8. Muss ich vor meiner Badi auf den weissen Feldern fürs Parkieren bezahlen?
Das können wir dir beim besten Willen nicht beantworten, zumal wir nicht wissen, wo. Das kommt darauf an, ob dort etwas signalisiert ist. Achtung: Auch für weisse Felder ohne Parkgebühr gelten in vielen Gemeinden heute Beschränkungen zur maximalen Parkdauer. Mehr dazu erfährst du auf der Webpage der Gemeinde.
9. Muss ich auch helfen, wenn ein Elektroauto einen Unfall hat? Ich will keinen Stromstoss erleiden.
Du wirst auch keinen bekommen. Hilfeleistung – Unfallstelle absichern, Verletzten helfen, Notruf – ist Pflicht. Und beim Crash wird der Hochvoltstrang (Akku und Co.) des E-Autos automatisch abgeschaltet. Es besteht also keine Gefahr. Man sollte nur sicherheitshalber nie die orangen Kabel einer Hochvoltanlage anfassen.
10. Wasserstoffautos stossen Wasserdampf aus. Führt das nicht zu Tropenklima und mehr Glatteis?

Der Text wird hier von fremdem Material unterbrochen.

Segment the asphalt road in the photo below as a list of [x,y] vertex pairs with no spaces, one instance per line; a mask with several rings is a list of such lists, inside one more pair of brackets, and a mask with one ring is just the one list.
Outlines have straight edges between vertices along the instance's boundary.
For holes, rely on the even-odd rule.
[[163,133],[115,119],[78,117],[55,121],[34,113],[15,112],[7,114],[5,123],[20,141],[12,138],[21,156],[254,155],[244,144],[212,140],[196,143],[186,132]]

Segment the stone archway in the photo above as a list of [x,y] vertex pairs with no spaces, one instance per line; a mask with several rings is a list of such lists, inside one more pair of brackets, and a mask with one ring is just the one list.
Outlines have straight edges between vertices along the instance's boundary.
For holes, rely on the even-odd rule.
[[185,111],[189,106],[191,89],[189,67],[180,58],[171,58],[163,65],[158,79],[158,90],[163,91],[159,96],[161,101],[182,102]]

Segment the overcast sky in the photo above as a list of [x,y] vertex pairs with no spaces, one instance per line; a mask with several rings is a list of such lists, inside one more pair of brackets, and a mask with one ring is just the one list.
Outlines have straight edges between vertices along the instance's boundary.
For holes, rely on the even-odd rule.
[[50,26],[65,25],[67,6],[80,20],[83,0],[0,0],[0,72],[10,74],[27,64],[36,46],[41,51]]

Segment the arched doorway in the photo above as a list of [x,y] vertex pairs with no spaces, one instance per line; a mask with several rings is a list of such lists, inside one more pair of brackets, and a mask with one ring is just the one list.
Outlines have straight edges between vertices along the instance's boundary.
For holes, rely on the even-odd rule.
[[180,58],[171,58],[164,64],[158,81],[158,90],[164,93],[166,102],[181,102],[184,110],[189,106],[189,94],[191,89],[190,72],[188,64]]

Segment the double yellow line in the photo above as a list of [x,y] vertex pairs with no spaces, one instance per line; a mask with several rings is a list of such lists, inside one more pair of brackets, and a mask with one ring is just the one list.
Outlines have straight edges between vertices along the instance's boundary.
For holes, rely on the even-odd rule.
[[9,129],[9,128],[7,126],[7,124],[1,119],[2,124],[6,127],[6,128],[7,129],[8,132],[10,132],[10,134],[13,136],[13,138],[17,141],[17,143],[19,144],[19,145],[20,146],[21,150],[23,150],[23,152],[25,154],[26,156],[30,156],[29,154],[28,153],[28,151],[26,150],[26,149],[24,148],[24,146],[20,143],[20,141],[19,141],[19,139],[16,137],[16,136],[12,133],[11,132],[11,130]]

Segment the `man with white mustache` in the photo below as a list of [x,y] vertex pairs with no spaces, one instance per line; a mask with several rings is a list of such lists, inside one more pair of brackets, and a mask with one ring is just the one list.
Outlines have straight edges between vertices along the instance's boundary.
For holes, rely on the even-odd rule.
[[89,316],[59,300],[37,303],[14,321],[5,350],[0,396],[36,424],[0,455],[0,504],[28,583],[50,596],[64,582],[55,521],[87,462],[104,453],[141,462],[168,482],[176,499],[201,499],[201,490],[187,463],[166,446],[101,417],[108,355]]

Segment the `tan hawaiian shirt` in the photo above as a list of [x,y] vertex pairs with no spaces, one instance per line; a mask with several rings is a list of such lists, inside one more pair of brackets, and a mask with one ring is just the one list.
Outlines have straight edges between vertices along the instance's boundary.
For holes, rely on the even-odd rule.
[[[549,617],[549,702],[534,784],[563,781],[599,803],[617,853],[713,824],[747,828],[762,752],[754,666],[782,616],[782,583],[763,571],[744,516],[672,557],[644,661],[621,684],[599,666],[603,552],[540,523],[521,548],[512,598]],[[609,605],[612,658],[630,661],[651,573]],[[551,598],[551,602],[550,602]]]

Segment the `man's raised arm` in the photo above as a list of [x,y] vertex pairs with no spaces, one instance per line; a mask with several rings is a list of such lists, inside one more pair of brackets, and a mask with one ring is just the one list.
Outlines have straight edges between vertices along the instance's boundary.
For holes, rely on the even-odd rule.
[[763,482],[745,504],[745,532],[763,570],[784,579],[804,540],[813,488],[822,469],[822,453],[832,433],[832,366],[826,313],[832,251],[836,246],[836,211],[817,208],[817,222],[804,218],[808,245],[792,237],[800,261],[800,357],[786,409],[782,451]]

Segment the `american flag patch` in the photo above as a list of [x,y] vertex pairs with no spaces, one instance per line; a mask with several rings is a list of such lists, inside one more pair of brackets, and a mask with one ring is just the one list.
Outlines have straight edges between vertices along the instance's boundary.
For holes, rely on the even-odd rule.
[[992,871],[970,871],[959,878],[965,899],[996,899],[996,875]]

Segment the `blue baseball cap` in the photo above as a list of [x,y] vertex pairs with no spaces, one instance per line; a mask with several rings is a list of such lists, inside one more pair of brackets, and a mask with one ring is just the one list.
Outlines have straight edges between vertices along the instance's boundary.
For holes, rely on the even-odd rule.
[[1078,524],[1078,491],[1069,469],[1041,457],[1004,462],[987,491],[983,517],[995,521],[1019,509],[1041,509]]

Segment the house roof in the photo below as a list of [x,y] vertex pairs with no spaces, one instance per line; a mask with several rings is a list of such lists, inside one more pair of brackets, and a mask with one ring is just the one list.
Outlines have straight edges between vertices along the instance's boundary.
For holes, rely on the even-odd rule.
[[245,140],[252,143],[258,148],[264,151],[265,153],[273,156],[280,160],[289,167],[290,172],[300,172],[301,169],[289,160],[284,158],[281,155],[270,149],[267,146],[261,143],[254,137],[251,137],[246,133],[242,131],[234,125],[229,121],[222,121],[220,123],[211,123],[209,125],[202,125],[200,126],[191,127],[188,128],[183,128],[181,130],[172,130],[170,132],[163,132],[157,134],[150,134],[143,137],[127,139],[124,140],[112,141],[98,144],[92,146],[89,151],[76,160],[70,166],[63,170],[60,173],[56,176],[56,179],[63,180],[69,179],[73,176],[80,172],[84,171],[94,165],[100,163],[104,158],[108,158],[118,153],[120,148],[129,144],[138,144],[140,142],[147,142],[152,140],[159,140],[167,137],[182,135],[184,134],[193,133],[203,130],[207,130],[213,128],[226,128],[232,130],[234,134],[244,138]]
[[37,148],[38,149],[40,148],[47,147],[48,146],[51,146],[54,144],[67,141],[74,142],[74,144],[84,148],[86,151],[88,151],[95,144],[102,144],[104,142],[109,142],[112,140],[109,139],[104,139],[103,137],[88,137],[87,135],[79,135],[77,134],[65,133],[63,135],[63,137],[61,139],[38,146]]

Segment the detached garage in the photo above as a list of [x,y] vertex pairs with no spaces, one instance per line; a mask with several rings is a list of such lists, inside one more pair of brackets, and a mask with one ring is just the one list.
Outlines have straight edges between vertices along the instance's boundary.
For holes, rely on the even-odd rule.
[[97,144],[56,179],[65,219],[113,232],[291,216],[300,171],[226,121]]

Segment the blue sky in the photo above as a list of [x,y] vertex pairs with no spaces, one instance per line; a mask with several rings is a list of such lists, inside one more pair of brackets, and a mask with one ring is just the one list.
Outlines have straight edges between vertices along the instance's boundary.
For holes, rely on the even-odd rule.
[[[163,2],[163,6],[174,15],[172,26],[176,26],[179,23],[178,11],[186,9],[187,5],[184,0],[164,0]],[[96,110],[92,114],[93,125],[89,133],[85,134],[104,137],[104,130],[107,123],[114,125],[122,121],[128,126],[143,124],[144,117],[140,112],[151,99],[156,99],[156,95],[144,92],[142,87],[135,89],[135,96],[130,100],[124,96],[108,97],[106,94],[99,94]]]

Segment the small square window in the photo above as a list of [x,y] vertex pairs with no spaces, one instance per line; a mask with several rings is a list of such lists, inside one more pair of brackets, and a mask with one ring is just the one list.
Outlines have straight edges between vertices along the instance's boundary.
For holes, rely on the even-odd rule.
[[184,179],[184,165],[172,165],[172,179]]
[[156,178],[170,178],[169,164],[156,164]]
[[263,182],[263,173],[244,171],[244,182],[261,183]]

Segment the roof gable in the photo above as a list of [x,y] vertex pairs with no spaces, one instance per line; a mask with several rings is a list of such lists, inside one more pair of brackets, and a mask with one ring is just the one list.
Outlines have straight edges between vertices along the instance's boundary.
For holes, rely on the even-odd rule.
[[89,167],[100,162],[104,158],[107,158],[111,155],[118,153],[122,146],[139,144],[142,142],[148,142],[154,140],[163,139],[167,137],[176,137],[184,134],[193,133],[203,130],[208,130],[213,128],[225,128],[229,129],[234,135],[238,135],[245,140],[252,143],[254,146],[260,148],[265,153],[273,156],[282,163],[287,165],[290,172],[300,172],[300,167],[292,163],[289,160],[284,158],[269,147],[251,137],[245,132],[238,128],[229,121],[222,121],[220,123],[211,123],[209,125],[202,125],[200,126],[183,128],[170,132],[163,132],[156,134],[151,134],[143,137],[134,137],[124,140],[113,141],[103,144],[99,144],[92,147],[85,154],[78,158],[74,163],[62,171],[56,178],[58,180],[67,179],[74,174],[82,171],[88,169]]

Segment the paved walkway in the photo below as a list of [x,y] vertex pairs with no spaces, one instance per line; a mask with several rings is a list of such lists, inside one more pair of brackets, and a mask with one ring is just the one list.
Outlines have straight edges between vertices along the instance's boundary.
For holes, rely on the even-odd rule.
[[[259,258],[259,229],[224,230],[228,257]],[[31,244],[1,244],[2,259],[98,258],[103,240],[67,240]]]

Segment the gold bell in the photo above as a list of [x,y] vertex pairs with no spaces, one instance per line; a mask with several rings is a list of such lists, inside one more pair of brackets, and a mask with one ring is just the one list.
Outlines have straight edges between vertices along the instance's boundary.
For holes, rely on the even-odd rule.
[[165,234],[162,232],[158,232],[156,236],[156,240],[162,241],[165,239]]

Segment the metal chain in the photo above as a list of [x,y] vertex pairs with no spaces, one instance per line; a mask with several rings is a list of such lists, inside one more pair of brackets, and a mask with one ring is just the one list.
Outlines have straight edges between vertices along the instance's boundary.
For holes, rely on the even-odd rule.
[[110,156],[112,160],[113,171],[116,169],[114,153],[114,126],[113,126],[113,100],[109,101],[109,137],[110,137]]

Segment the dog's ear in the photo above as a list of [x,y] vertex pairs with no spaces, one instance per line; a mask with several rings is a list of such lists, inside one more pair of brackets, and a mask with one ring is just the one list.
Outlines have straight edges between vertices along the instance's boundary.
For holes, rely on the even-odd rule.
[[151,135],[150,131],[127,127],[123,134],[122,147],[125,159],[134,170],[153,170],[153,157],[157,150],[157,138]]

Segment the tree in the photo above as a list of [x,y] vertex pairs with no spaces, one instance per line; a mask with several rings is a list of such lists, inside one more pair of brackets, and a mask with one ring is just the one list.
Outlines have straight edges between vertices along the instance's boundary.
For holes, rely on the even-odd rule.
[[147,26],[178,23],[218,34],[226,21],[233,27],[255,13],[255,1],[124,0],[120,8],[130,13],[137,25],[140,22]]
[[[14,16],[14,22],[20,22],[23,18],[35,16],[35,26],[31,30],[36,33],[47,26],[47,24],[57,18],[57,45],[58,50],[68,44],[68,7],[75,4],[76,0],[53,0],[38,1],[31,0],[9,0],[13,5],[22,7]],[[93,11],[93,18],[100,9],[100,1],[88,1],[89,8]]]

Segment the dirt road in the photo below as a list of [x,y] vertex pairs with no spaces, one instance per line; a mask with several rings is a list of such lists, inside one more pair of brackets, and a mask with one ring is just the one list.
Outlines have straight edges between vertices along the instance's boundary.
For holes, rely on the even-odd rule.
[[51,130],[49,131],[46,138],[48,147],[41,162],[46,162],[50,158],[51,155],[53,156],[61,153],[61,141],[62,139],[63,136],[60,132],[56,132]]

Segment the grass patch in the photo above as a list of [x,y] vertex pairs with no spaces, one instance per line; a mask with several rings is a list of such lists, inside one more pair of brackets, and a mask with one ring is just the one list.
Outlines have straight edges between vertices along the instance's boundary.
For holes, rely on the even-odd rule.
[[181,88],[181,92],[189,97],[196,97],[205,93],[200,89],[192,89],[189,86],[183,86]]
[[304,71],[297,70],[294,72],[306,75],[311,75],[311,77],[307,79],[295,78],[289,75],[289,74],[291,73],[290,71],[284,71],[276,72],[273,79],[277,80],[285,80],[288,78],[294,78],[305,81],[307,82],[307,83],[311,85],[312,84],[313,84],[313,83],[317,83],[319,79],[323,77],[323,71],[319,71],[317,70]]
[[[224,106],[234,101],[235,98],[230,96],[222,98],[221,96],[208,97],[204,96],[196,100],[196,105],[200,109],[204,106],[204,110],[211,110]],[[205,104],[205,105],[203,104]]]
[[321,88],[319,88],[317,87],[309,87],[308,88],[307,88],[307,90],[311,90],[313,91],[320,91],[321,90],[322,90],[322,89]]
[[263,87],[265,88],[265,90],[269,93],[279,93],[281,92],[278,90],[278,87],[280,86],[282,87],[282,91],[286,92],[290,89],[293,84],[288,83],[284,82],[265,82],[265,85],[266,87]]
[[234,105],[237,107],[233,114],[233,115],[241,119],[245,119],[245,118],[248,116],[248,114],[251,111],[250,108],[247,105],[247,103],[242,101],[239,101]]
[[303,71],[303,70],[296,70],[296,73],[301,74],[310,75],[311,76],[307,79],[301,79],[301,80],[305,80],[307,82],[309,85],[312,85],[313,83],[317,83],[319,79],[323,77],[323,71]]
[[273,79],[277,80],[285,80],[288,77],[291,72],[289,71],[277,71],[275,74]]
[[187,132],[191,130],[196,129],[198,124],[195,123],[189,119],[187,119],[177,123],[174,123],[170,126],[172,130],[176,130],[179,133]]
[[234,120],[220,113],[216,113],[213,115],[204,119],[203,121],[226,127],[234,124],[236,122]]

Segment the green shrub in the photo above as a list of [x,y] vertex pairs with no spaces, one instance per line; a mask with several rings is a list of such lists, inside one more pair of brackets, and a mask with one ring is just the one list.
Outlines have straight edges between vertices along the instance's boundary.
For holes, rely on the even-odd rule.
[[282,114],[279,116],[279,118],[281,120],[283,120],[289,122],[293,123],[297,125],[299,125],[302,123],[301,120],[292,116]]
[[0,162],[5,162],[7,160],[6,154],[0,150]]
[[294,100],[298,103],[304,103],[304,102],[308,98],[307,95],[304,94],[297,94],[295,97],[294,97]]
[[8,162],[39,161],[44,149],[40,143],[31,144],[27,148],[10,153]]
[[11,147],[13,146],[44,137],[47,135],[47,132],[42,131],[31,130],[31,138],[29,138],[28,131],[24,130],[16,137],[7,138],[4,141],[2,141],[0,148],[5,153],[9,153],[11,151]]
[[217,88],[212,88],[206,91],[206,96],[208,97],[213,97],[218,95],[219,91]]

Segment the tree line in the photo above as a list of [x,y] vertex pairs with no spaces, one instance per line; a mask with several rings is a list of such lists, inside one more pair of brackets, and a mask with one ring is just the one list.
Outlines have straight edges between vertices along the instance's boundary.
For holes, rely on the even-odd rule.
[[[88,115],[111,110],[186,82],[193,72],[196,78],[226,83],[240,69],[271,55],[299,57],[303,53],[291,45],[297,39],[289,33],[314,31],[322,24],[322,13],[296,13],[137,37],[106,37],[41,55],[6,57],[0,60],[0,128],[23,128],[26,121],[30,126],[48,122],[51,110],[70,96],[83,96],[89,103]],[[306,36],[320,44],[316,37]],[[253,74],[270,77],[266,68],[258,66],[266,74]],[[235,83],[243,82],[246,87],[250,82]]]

Nicht eher als bisher. Auch Benzin und Diesel bestehen aus Kohlenwasserstoffen, und die heissen ja nicht umsonst so: Bei der Verbrennung wird fast so viel Wasserdampf ausgestossen wie von mit Wasserstoff betriebenen Brennstoffzellenautos. Die Menge ist dort etwas höher, aber viel zu gering für einen Einfluss auf die Umwelt. Bodennaher Wasserdampf gilt als unbedenklich, und das Gros des Wasserdampfs stammt aus natürlichen Quellen: Führen alle Autos mit Wasserstoff, stiege die Gesamtmenge nur um 0,03 Prozent an.